The assault charge was dropped last July. 

"My faith in the legal system was reaffirmed today. I know my responsibility to the public and the Calgary Police Service and I would never, nor did I, mislead the court in any way," said Kaminski, reading a prepared statement in the lobby of the Calgary Courts Centre. 

Kaminski's lawyer, Alain Hepner, said there was a "great deal of dialogue" with prosecutors leading to Monday's withdrawal of charges.

Arrest and trial

The perjury charge was laid after Arkinstall was acquitted on charges of uttering a threat to kill a police officer. 

Provincial Court Judge Terry Semenuk rejected the evidence of Kaminski and two other officers who testified during the trial.

Semenuk wrote that Kaminski wavered in his evidence under cross-examination and didn't take proper notes after the incident. The judge also wrote that video taken by bystanders contradicted the officer's testimony.

"[Kaminski] was not a credible or reliable witness," wrote Semenuk in his decision.

Coun. Diane Colley-Urquhart, who sat for several years on the Calgary police commission, tweeted support for Kaminski soon after the decision was handed down. 

Police association vice-president Mike Baker also tweeted support for Kaminski, which read, "Glad to see this charge finally withdrawn. This ordeal has gone on for nearly a decade and put numerous officers through unnecessary duress. This is just another example of cops being treated unfairly, by a process that is biased against them!"

Body cams

Kaminski said his memory of the event differed from the video evidence and said he has made roughly 6,000 arrests in his career.

"I learned that notes are a very important, very important, part of police work.

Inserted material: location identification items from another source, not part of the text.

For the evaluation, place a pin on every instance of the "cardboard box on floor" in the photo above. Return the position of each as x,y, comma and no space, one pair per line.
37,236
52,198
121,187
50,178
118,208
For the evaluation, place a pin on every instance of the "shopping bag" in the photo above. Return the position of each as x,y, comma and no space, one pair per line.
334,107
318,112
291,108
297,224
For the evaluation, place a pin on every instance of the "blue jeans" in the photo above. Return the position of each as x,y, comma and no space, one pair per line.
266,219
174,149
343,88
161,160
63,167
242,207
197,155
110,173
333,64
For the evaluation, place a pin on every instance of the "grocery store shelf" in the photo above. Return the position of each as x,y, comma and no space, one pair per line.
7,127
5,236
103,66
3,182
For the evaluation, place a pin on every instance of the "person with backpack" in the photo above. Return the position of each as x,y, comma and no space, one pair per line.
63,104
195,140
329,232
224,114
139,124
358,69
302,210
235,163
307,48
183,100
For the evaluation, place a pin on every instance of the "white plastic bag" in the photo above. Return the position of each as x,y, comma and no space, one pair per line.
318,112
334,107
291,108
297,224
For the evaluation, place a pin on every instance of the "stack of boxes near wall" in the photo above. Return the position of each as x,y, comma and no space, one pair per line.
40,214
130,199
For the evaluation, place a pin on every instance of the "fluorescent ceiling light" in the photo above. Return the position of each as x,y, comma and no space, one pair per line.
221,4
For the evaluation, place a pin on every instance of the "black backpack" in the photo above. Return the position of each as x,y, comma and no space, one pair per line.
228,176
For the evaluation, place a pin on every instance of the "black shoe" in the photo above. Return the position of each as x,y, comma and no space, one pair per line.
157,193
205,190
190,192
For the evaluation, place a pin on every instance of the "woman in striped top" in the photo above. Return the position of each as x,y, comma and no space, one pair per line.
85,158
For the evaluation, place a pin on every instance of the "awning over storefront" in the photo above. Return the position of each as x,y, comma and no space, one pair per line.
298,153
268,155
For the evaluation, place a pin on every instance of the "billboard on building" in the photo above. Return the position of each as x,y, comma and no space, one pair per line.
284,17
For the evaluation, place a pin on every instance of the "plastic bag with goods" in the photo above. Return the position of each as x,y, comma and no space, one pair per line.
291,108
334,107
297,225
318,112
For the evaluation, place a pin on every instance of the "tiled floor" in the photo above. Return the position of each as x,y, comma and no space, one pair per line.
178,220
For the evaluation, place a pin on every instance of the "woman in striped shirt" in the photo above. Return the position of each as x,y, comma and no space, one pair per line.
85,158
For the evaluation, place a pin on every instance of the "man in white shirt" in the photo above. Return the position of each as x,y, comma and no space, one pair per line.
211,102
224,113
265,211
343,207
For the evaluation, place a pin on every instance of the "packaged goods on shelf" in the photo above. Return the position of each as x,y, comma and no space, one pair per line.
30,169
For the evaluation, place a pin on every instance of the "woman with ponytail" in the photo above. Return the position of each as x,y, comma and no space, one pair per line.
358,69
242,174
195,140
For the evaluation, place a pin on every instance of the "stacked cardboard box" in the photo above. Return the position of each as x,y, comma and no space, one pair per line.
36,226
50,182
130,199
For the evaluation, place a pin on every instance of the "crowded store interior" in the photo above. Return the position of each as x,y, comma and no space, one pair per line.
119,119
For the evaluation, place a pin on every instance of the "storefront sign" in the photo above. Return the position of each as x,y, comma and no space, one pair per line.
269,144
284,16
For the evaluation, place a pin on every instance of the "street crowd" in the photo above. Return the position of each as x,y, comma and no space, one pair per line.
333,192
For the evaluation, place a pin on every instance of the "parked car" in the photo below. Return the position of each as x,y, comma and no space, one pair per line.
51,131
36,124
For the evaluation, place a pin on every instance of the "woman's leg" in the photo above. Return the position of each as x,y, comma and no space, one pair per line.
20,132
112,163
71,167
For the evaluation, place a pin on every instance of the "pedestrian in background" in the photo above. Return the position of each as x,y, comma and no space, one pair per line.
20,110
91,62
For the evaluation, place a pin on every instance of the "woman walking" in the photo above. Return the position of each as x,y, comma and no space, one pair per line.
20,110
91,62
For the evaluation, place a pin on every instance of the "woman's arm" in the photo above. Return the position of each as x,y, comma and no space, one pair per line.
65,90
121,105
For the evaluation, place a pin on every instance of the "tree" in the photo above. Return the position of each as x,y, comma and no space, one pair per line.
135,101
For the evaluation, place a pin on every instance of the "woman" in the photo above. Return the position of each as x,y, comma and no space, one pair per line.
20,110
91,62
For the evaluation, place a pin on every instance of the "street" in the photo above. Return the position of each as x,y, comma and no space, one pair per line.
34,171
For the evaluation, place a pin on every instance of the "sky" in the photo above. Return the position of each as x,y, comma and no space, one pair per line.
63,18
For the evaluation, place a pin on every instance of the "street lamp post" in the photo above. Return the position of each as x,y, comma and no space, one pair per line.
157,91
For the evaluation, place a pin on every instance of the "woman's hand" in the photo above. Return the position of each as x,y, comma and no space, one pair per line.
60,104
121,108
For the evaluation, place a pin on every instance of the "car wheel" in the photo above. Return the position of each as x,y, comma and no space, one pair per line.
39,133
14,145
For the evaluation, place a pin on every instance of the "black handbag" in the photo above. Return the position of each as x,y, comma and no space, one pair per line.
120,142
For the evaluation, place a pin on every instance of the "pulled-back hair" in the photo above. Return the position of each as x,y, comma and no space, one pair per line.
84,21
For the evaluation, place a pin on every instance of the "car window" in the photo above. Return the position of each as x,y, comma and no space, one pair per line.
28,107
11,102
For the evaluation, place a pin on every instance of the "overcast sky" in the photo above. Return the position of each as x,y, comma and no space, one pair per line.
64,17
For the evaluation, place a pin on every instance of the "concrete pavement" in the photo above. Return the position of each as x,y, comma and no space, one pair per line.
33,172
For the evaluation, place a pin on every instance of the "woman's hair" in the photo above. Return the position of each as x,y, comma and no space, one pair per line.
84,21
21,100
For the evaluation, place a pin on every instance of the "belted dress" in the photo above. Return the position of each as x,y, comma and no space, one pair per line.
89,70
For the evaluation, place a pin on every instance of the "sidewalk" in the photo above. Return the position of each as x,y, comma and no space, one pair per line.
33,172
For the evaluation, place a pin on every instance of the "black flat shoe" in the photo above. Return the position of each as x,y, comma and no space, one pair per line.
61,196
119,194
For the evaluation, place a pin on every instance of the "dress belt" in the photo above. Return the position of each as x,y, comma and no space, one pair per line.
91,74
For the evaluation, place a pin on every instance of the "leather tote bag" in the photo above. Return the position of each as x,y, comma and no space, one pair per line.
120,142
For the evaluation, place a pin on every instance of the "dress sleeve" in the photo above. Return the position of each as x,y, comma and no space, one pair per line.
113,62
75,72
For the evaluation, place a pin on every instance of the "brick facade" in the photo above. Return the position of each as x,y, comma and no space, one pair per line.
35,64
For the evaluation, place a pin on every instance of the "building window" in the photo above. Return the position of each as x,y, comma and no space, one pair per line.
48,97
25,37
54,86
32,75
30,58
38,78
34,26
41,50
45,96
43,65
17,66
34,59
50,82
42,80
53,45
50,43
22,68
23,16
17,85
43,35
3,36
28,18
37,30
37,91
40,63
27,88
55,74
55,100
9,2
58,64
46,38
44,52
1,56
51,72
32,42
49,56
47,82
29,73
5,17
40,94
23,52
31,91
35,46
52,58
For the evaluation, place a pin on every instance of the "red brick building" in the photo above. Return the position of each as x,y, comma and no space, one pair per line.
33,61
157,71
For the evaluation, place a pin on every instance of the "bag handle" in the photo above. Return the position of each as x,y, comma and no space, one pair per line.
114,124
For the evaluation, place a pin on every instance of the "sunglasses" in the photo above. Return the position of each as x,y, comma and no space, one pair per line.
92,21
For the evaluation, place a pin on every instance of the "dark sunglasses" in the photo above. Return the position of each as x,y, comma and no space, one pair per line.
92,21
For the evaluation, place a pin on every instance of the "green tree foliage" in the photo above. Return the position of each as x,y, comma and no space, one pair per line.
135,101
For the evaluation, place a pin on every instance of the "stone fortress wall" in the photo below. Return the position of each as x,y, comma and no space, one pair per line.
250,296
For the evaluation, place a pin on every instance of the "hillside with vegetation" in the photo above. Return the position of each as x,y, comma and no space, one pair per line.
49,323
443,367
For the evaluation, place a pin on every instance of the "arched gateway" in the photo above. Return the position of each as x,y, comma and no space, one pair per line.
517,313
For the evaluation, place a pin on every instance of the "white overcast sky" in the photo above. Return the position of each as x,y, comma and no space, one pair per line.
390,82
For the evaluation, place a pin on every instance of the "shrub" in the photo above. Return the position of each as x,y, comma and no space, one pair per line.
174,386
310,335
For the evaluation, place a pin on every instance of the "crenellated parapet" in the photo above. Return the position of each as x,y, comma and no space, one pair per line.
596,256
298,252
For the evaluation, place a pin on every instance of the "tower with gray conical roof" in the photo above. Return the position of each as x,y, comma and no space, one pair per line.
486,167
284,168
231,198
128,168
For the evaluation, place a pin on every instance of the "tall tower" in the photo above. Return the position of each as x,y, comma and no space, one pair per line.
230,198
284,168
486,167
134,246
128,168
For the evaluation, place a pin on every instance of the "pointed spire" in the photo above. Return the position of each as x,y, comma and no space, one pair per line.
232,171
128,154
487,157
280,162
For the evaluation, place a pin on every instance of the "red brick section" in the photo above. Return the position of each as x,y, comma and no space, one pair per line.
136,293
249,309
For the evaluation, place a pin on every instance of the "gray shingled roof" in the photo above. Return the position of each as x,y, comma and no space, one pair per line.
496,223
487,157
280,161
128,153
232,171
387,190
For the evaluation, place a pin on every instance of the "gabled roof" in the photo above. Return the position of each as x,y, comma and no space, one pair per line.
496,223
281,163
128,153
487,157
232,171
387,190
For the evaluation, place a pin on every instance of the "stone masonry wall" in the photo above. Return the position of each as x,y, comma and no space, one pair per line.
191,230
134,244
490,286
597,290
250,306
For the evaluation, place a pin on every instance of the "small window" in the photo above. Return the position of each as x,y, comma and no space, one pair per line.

I'm going to push the service for body cams. That will take some of that initiative off of the police officers to take perfect notes because a lot of the evidence will be captured on body cameras."

Arkinstall's arrest and its aftermath are still the subject of a Law Enforcement Review Board inquiry that will examine whether there were "any efforts to hinder public oversight of officers" involved in the arrest. 

Const. Brant Derrick, who was also charged with assault in relation to the arrest, was acquitted in December 2017.